We’ve added this final trend as a wild card. It relates to solar geo-engineering. The radical idea is that as the planet heats, and we are no closer to 1.5 degrees, we’ll have to undertake what are called “climate interventions.”

This would most likely involve releasing particles in the atmosphere that then reflect sunlight.

To say that this topic is controversial is almost an understatement.

Nevertheless, Michael Campos of Energy Impact Partners sees it as evolving from an idea that raises serious concerns to one that’s starting to gain traction.

Indeed, human intervention in the climate is already happening right now. For example, in 2021, Forbes reported that the UAE Emirate of Dubai was using “laser drones to shock rainwater out of the sky.”

One start-up has already carried out trials where sulphur particles were released into the atmosphere from a balloon in Mexico. Make Sunsets , which has almost $1 million in seed funding, intends to carry out further flights and is selling so-called “cooling credits,”

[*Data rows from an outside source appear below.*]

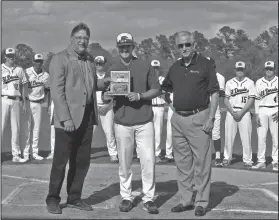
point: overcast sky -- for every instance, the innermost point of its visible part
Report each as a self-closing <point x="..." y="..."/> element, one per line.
<point x="46" y="26"/>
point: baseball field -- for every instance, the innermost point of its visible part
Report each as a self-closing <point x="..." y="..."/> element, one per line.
<point x="236" y="193"/>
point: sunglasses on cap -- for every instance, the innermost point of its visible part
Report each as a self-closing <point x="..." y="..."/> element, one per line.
<point x="180" y="46"/>
<point x="240" y="69"/>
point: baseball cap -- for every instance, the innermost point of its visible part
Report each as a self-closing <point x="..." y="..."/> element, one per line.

Costing $10, each credit will allow for the release of a gram of particles into the atmosphere, which the company says is enough to offset the warming effect of a ton of carbon a year.

We’re aware that Make Sunsets is interested in working with airlines and selling them credits.

Whether carriers find this idea too controversial and early stage or not, we’ll be hearing more about solar geo-engineering in 2023. Make Sunsets also won’t be the last startup like this offering these kinds of credits.